Saturday, 2024 November 23

Daily Digest | Tencent quakes on state media takes

Hey there. It’s Brady.

I recall playing Tetris and Super Mario Land on my Game Boy, Street Fighter and Sonic on my friends’ consoles, and Doom on my family’s first computer. Video games were a part of my childhood, and they’re still something that I return to every now and then.

Parents typically determine how young children play games—the titles, the amount of time spent mashing buttons in front of a screen to make pixels do things. When Chinese state media labeled video games as “spiritual opium” in an article that was quickly retracted then reposted in the evening with softer language, I wondered, not too seriously, am I an addict?

Game design has made leaps and bounds since my days of piecing Alexey Pajitnov’s building blocks into snugly fitting rows, and I do believe that some video games, especially casual mobile games, are designed to keep players glued to their graphics, rewards meted out every step of the way for continual endorphin blasts. Internet and game addiction are real.

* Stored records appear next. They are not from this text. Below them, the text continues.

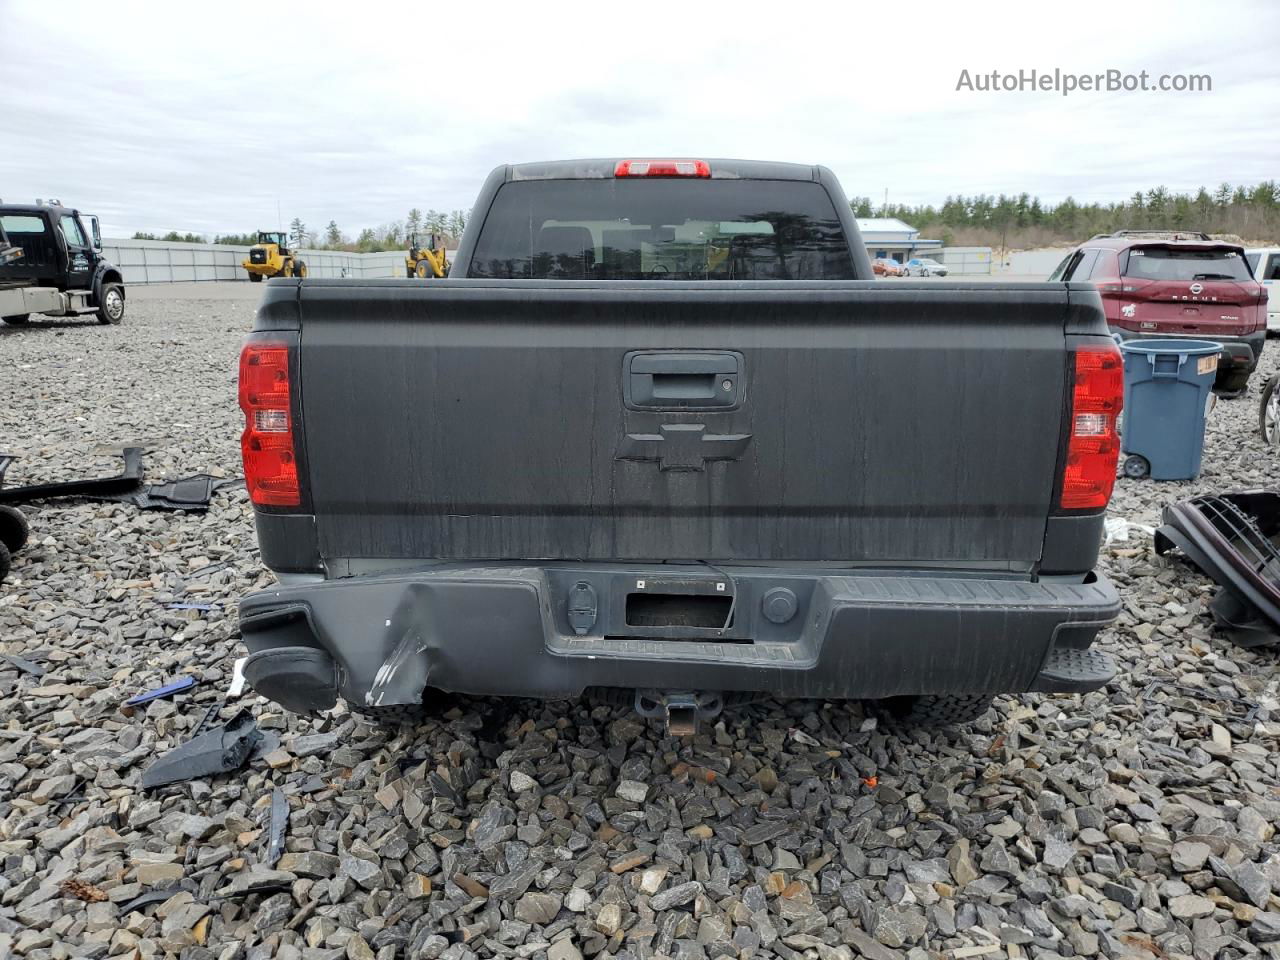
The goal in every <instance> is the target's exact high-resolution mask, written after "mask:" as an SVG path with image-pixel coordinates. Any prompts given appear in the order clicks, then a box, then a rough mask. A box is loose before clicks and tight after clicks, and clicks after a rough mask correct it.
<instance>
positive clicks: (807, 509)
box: [239, 160, 1121, 732]
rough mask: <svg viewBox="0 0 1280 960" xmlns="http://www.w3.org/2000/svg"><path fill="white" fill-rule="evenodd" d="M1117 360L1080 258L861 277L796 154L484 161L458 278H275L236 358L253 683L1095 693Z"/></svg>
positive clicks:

Tencent responded to the article quickly—and drastically. It called on the entire industry to prohibit children under the age of 12 from accessing video games. Maybe it’s just theater, playing along with a poorly written op-ed, but Tencent’s statement made me wonder how regulators and video game companies in China think about the role of parents and guardians in a child’s upbringing.

Anyway, here’s a stat that illustrates confidence in Tencent at the moment: its stock price reached a peak in January, when the company edged near USD 1 trillion market cap, but its current price point is more than 40% below that mark. This isn’t just about video games. It’s also about smackdowns due to Tencent’s aggressive M&A strategy and exclusive deals with music labels.

Almost surely, more hits are on their way.